In the bottom of the sixth, with the Padres holding a 2-1 lead, Cubs first baseman and all-around swell guy Anthony Rizzo barrelled into Padres catcher Austin Hedges trying to turn a pop fly into a game-tying sac fly.
Take a look:
Hedges was slow to get up after getting the out and eventually left the game with a bruised thigh.
After the game, Padres manager Andy Green was pretty pissed.
“I think you look at that play, and it’s a fairly egregious violation of the rule,” he told Padres beat reporter Dennis Lin. “I think it’s a cheap shot. I’m not saying [Rizzo’s] a dirty player at all. No one is saying that. He clearly deviated from his path to hit our catcher and took our catcher out. The rule exists to protect him. It’s a disheartening play.”
For those wondering, MLB’s official rule (7.13) does not actually ban collisions. It stipulates that “a runner attempting to score may not deviate from his direct pathway to the plate in order to initiate contact with the catcher (or other player covering home plate), or otherwise initiate an avoidable collision.”
When you look at the replay again and pause at the moment of impact, it certainly seems like Green’s interpretation of the play is correct.
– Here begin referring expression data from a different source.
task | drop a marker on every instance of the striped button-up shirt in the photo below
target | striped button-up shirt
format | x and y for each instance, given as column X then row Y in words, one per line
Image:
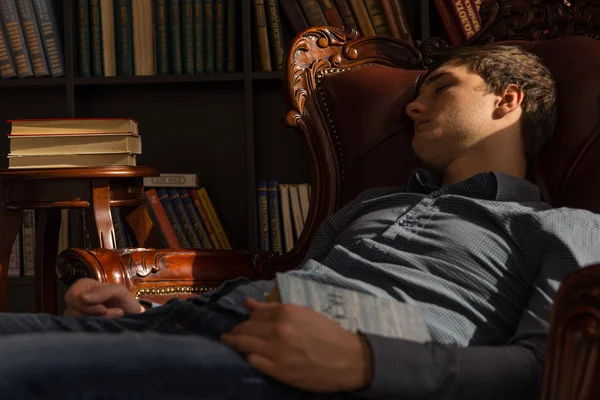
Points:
column 483, row 258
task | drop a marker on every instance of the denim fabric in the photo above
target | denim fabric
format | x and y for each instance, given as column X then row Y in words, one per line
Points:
column 170, row 352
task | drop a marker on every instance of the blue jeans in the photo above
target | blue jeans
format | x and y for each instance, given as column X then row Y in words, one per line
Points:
column 170, row 352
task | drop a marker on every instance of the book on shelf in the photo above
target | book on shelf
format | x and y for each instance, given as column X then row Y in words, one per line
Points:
column 30, row 43
column 183, row 212
column 281, row 212
column 73, row 143
column 353, row 310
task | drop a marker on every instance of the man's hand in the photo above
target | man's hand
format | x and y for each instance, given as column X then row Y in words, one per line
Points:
column 88, row 297
column 300, row 347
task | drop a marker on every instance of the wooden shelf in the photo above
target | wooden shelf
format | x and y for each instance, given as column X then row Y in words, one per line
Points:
column 32, row 82
column 21, row 280
column 114, row 80
column 264, row 76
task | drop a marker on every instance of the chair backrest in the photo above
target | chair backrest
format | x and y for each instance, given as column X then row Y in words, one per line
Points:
column 348, row 96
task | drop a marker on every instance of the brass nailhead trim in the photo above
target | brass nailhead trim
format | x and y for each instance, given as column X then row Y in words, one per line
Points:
column 168, row 291
column 320, row 76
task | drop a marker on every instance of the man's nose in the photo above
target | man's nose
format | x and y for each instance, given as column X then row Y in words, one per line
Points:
column 415, row 109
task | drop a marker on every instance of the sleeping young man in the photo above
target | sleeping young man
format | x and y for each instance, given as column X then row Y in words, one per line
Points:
column 469, row 241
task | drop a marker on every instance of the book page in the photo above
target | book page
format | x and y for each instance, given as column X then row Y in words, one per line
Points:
column 355, row 311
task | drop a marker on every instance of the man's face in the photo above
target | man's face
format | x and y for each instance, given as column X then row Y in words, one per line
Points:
column 453, row 112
Rizzo appears to deviate from his path to home plate ever so slightly so as to make contact with Hedges.
For his part, Rizzo defended the play by citing numerous conversations with umpires.
“I’ve talked to a lot of umpires about this rule,” he told CSN Chicago’s Patrick Mooney. “My understanding is: If they have the ball, it’s game on.”
Sounds like Andy Green should really be pissed at the umpires who gave Rizzo their liberal interpretation of the collision rule.